Selamat Datang Di Blog Sambas Sunnah, Sebuah Blog Karya Biak Kitte Juak. Semoga Bermanfaat. Ayo...Semangat Menuntut Ilmu Agama. Rasulullah shallallahu ‘alaihi wa sallam bersabda, وَمَنْ سَلَكَ طَرِيقًا يَلْتَمِسُ فِيهِ عِلْمًا سَهَّلَ اللَّهُ لَهُ بِهِ طَرِيقًا إِلَى الْجَنَّةِ “Barang siapa yang menempuh jalan untuk menuntut ilmu agama, maka Allah akan mudahkan baginya jalan menuju surga.” (HR. Muslim, no. 2699).
 
Senin, 23 Mei 2016

Bahaya Lisan

0 komentar
Alhamdulillahi robbil ‘alamin, hamdan katsiron thoyyiban mubarokan fiih, kama yuhibbu Robbuna wa yardhoo. Asy-hadu an lailaha illallah wa asy-hadu anna Muhammadan ‘abduhu wa rosuluh.
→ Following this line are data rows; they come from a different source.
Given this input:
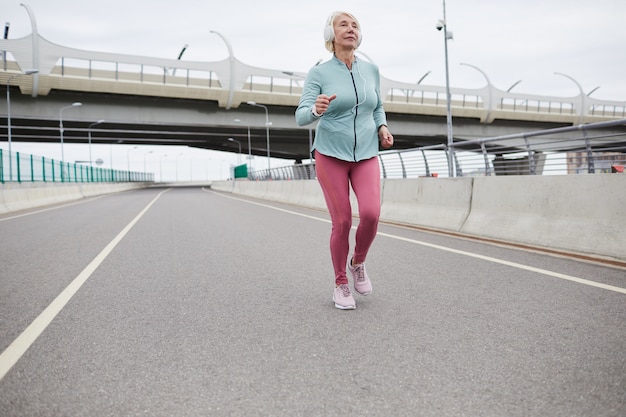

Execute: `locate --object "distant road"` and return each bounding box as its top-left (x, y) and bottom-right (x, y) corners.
top-left (0, 188), bottom-right (626, 417)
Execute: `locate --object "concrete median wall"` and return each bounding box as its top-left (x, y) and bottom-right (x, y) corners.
top-left (211, 174), bottom-right (626, 261)
top-left (0, 182), bottom-right (148, 214)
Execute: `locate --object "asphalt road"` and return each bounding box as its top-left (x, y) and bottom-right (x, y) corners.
top-left (0, 188), bottom-right (626, 417)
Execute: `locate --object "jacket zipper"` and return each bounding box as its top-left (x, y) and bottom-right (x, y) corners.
top-left (349, 70), bottom-right (359, 162)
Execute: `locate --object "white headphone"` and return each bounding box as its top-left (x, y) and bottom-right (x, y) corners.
top-left (324, 12), bottom-right (363, 48)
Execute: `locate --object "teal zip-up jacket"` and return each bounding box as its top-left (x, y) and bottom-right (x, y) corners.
top-left (296, 55), bottom-right (387, 162)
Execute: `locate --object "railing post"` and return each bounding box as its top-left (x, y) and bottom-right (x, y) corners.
top-left (398, 152), bottom-right (406, 178)
top-left (378, 156), bottom-right (387, 178)
top-left (480, 142), bottom-right (491, 177)
top-left (522, 135), bottom-right (535, 175)
top-left (422, 149), bottom-right (430, 177)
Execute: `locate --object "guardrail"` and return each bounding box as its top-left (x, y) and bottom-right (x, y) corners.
top-left (0, 149), bottom-right (154, 184)
top-left (248, 119), bottom-right (626, 181)
top-left (0, 33), bottom-right (626, 123)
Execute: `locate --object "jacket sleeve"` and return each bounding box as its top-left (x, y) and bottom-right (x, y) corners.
top-left (296, 69), bottom-right (322, 126)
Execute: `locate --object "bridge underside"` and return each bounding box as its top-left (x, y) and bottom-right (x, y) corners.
top-left (0, 91), bottom-right (616, 162)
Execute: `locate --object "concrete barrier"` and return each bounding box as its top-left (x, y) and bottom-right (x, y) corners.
top-left (0, 182), bottom-right (148, 214)
top-left (380, 178), bottom-right (472, 232)
top-left (212, 174), bottom-right (626, 261)
top-left (461, 174), bottom-right (626, 260)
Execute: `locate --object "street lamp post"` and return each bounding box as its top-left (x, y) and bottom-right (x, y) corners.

Saudaraku -yang semoga senantiasa dirahmati dan diberkahi oleh Allah Tabaroka Wa Ta'ala-

Betapa sering lisan ini tergelincir dengan mengucapkan kata-kata kotor, mengumpat, mencela orang lain, membicarakan orang lain padahal dia tidak senang untuk diceritakan atau bahkan seringkali lisan ini mengucapkan kata-kata yang mengandung kesyirikan dan kekufuran. Untuk itu, menjadi keharusan bagi kita sebagai seorang muslim untuk mengoreksi diri dalam setiap tingkah lakunya, apatah lagi dalam perkara lisannya yang terkadang begitu enteng mengucapkan sesuatu yang dimurkai Allah.
Ingatlah saudaraku, setiap yang kita ucapkan baik perkataan yang baik, perkataan yang buruk maupun yang sia-sia akan selalu dicatat oleh malaikat yang setiap saat mengawasi kita. Seharusnya kita selalu merenungkan ayat berikut agar tidak mudah dan tidak asal keluar dalam mengucapkan kata-kata dari lisan ini. Allah Ta’ala berfirman (yang artinya), ”Tiada suatu ucapanpun yang diucapkannya melainkan ada di dekatnya malaikat pengawas yang selalu hadir.” (QS. Qaaf [50] : 18). Ucapan dalam ayat ini bersifat umum. Oleh karena itu, bukan perkataan yang baik dan buruk saja yang akan dicatat oleh malaikat, tetapi termasuk juga kata-kata yang tidak bermanfaat atau sia-sia. (Lihat Tafsir Syaikh Ibnu Utsaimin pada Surat Qaaf).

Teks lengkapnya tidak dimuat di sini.